January 29, 2015

Doctor Sentenced to 16 Months in Prison for Taking Bribes in Test-Referral Scheme with New Jersey Clinical Lab

NEWARK, NJ—An internist with a practice in Montclair, New Jersey, was sentenced today to 16 months in prison for accepting bribes in exchange for test referrals as part of a long-running scheme operated by Biodiagnostic Laboratory Services LLC (BLS), of Parsippany, New Jersey, its president and numerous associates, U.S. Attorney Paul J. Fishman announced.

Charles Goldberg, 61, of West Orange, New Jersey, previously pleaded guilty before U.S. District Judge Stanley R. Chesler to an information charging him with one count of accepting bribes.
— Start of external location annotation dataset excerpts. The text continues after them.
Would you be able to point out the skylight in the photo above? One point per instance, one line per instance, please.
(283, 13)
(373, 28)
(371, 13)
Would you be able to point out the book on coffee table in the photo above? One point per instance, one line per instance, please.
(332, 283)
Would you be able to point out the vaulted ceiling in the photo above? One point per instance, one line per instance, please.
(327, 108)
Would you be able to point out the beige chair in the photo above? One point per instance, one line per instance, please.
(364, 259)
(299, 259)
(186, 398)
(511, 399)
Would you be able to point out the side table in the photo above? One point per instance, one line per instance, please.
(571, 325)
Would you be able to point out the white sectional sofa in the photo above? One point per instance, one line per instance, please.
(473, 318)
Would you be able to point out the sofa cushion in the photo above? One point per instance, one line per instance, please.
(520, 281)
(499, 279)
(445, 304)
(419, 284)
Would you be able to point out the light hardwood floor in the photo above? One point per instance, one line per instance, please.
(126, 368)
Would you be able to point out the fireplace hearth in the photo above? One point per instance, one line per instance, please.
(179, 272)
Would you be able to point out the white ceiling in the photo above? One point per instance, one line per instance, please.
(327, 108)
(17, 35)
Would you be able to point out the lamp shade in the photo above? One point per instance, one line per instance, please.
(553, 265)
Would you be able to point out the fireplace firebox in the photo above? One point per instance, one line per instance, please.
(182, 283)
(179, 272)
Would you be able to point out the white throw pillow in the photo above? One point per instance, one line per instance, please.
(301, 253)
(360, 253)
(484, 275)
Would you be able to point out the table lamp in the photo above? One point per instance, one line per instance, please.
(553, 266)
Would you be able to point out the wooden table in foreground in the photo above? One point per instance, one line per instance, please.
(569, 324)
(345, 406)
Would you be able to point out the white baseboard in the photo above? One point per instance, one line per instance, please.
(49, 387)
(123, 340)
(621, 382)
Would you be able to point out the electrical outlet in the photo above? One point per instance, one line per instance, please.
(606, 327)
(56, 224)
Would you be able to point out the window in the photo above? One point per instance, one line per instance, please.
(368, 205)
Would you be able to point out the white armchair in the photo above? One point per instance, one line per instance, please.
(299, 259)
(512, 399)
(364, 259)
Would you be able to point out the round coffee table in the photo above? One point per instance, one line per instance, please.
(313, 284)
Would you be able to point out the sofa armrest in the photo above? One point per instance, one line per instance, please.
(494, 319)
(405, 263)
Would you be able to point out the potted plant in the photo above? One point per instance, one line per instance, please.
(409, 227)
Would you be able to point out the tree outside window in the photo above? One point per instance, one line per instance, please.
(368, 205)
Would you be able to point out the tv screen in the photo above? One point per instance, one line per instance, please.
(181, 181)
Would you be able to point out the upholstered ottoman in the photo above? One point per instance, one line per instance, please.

Judge Goldberg imposed the sentence today in in Newark federal court.

Including Goldberg, 34 people—23 of them physicians—have pleaded guilty in connection with the bribery scheme, which its organizers have admitted involved millions of dollars in bribes and resulted in more than $100 million in payments to BLS from Medicare and various private insurance companies.

According to documents filed in these and related cases and statements made in court:

Goldberg admitted accepting bribes of $1,800 per month through a sham lease agreement with BLS, which identified the waiting room, bathroom and one examination room in Goldberg’s office as being leased.

In addition to the prison term, Judge Chesler sentenced Goldberg to one year of supervised release and fined him $50,000. As part of his guilty plea, Goldberg must forfeit $58,000, representing the bribes he received from BLS.

U.S. Attorney Fishman credited special agents of the FBI, under the direction of Special Agent in Charge Aaron T. Ford; U.S. Department of Health and Human Services, Office of Inspector General, under the direction of Special Agent in Charge Scott J. Lampert; IRS—Criminal Investigation, under the direction of Acting Special Agent in Charge Jonathan D. Larsen; and inspectors of the U.S. Postal Inspection Service, under the direction of Inspector in Charge Maria L. Kelokates, with the ongoing investigation leading to today’s sentencing.

The government is represented by Senior Litigation Counsel Andrew Leven, Assistant U.S. Attorney Joseph Minish, and Jacob T. Elberg, Chief of the U.S. Attorney’s Office Health Care and Government Fraud Unit in Newark, as well as Assistant U.S. Attorney Barbara Ward of the office’s Asset Forfeiture and Money Laundering Unit.

U.S. Attorney Paul J. Fishman reorganized the health care fraud practice at the New Jersey U.S. Attorney’s Office shortly after taking office, including creating a stand-alone Health Care and Government Fraud Unit to handle both criminal and civil investigations and prosecutions of health care fraud offenses. Since 2010, the office has recovered more than $635 million in health care fraud and government fraud settlements, judgments, fines, restitution and forfeiture under the False Claims Act, the Food, Drug and Cosmetic Act and other statutes.